The men's team won the 2009 NEC Championship, beating Mount St. Mary's 48–46. With the win, the school qualified for the 2009 NCAA Tournament, their sixth trip to the tournament. Their seventh trip came a year later, when the Colonials became the first team to beat Quinnipiac on the Bobcats' home court all season. The 52–50 win set up a date with Villanova in the 2010 NCAA Tournament. Behind 23 points from freshman guard Karon Abraham, No. 15 Robert Morris nearly pulled off an upset of the No. 2 Wildcats, leading much of the game before falling 73–70 in overtime.

The 2015 men's team followed their NEC Championship with the second NCAA Tournament game victory in school history, an 81–77 "play-in" game triumph over the University of North Florida. The victory earned the team a first round match-up with the eventual national champion, Duke Blue Devils.

The 2019-20 season was a special one for the Colonials, as they played their inaugural season at the UPMC Events Center. The first game in the new building marked the first time the RMU men would play host to their intra-county rivals, the Pitt Panthers. Although they would go on to lose that game, the men's team capped off the season with their record ninth—and final—NEC tournament title as they defeated Saint Francis University. That championship would have earned them an automatic bid to the 2020 NCAA Tournament, but it was unfortunately canceled due to the onset of the COVID-19 pandemic.

Ice hockey 

The men's ice hockey team competed in NCAA DI Atlantic Hockey, and the women's team competed in NCAA DI College Hockey America. RMU also fields a men's ACHA DI team that is a member of College Hockey Mid-America.

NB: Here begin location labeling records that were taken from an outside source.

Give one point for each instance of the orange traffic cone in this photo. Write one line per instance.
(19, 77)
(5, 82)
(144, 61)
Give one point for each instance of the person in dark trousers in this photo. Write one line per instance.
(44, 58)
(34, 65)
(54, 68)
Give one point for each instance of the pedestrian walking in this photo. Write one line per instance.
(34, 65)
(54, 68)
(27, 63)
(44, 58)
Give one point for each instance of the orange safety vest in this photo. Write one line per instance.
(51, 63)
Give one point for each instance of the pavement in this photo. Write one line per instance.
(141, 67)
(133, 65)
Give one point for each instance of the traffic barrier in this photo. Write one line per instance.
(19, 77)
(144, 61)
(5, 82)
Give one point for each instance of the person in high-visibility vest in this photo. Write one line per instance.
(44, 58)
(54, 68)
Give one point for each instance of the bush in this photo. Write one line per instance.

Since 2006, the ice hockey team has hosted the Three Rivers Classic (previously known as the Pittsburgh Collegiate Hockey Showcase until 2012), currently played at PPG Paints Arena (previously played at the now-demolished Mellon Arena.) The 2010 match-up featured No. 1 ranked Miami (Ohio). The 3–12–3 Colonials upset the RedHawks, 3–1. Two days later the Colonials won again at Miami. The Colonials' biggest previous win since the program was started in 2004 was against No. 2 Notre Dame in 2007.  Former professional hockey-player David Hanson (of Slap Shot fame) currently manages RMU's Island Sports Complex.

On May 26, 2021, Robert Morris University terminated both the men's and women's varsity hockey programs. On December 17, 2021, the school announced that, after successful fundraising efforts, the two teams would return for the 2023–24 season. RMU was soon reinstated to its former conference homes of Atlantic Hockey and CHA.

Other athletic teams 
The football and lacrosse teams play in Joe Walton Stadium, named in honor of former football team head coach Joe Walton, formerly the head coach of the NFL's New York Jets in the 1980s, and who started the program at Robert Morris in 1993. Walton led the team to the first Northeast Conference championship in 1996 and guided it to a perfect 10–0 season in 2000. Also, in 2010, Walton coached the Colonials football team to the NEC's inaugural bid to the FCS Playoffs with their league-high sixth regular-season championship. Walton retired after the 2013 program, handing the reigns over to top assistant John Banaszak, who won multiple Super Bowls as a defensive end with the Pittsburgh Steelers.

The school's soccer teams both play on the North Athletic Complex, and the hockey teams played their games at the RMU Island Sports Complex, just down the road from the campus on Neville Island.

On February 14, 2009, the men's lacrosse team defeated Penn State 12–11 in double overtime in the program's biggest victory at Joe Walton Stadium.